So I'm gonna let Shane also jump into the evidence here a little bit because we performed what I consider to be a really remarkable PMA IDE trial with FDA to get us to a point of being very close to approval. And and many times these trials certainly go according to plan. And in this particular case, we're we're thrilled by not just the way that the trial was was done, but the enthusiasm of the operators that are looking forward to to a better implant. So, Shane, would you mind just kinda walking through the the high level and and the results here? That'd be great.

Shane Gleason, Chief Commercial Officer, InspireMD: Happy to. So the CGuardian study is a is a carotid stenting trial performed with our CGuard stent. Fairly traditional in terms of the design of a carotid stenting trial, which makes it really easy to have an apples and apples comparison when we get to the next slide. 316 patients, 24 centers, the majority of them in The US. We had co principal investigators, doctor Metzger, in The US and professor Musialik from Poland, Two extremely, well regarded, highly experienced carotid interventionalists.

And when you perform these trials, you're treating high surgical risk patients, both symptomatic and asymptomatic patients, who are either at risk of stroke or have had a stroke due to their carotid disease. So if we go to the next slide, you can see what the results look like. And without getting into too much detail on the left, I'll just say that on the right, these are the approval trials. These are the pivotal trials for, all other carotid intervention tools in the market, all other carotid stenting trials. And you see two things, one is a bit of a general downward trend, but you see the majority of those event rates, those thirty day event rates, hovering around that five percent mark.

Until more recently, Silk Road had a three and a half, and then you see us with less than one percent, really a different kind of number. What we're measuring here, on this slide and the next, the standard endpoints for crowded intervention trials are through thirty days, a combination of death, stroke and MI, myocardial infarction heart attack. So, and then we go through one year looking at strokes that occur on the same side, ipsilateral stroke. And again, we see a number that's lower than any any of the other previous trials. And I think that's one of the exciting parts of it.
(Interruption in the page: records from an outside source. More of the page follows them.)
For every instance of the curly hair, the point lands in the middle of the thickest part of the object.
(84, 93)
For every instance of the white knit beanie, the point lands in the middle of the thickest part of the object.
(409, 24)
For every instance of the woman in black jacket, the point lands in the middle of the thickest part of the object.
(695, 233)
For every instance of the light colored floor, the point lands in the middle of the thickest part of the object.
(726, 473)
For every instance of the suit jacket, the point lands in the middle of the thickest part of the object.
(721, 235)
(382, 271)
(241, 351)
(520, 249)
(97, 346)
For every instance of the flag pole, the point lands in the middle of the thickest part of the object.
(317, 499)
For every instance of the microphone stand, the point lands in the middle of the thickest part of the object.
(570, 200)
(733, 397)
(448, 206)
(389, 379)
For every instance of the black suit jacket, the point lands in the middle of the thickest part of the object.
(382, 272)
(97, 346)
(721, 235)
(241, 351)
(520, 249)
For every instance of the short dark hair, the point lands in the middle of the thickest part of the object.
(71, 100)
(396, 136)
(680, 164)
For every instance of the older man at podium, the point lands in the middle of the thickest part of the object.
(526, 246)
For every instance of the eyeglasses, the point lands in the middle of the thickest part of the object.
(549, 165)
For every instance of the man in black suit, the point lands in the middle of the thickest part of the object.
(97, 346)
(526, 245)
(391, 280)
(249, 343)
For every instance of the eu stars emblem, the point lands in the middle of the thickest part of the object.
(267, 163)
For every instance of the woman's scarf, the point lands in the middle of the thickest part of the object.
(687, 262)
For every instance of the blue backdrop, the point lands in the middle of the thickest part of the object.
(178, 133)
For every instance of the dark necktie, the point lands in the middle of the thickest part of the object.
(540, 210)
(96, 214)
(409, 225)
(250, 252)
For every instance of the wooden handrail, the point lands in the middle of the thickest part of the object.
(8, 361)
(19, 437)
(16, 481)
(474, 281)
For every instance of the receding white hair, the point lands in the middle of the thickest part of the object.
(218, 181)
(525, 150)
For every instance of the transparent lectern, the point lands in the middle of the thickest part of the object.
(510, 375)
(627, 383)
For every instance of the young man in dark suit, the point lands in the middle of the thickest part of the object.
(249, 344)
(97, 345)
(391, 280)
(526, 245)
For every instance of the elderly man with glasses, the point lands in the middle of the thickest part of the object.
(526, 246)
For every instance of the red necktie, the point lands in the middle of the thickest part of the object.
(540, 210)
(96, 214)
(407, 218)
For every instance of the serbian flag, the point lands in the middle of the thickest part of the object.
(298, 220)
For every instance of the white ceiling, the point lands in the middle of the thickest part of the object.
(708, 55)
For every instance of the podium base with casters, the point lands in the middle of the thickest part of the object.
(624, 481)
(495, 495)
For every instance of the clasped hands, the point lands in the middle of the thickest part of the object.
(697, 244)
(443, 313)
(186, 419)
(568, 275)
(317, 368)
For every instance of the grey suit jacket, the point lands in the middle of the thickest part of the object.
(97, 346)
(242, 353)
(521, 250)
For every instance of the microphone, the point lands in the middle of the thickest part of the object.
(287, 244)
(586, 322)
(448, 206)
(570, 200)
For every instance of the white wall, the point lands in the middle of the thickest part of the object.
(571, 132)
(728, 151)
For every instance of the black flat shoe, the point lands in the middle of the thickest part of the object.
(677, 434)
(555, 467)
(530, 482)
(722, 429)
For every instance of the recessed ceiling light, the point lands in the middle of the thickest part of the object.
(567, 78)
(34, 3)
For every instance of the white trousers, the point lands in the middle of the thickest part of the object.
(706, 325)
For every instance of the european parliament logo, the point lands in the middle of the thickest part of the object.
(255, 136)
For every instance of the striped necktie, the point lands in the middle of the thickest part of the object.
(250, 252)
But the other exciting part is the consistency with all of our prior data. Marvin mentioned earlier that we have over 2,000 patients that have been studied and presented. Here on the last slide, we mentioned over 1,300 patients, that are in the published peer reviewed literature out through thirty days. And here on this one, over 1,100 of those patients are in published peer reviewed literature out through one year, and we see remarkable consistency between our pivotal trial results and all of the previously published real world data. And when we talk to physicians, this is something that really gets their attention even more so than just our pivotal trial in isolation.

Because I think there's the perspective of, well, if you did a pivotal trial and carefully controlled it and wrapped it in bubble wrap and, made sure to highly select your patients, you may be able to get good outcomes, but what happens when that product is released into the wild and is actually used in in real world use? Conversely, if you just have real world use, then there's a question of, well, does it have the rigor, the core lab, the independent independent adjudication that you would get from a from a FDA trial? So the combination of those two, all of our prior, published data along with our now FDA trial here, the the consistency of the two is what really, stands out to, the physician operators that we speak with. Yeah. So this slide that mar

Martin Slossman, CEO, InspireMD: No. Go ahead. Go ahead, Shane.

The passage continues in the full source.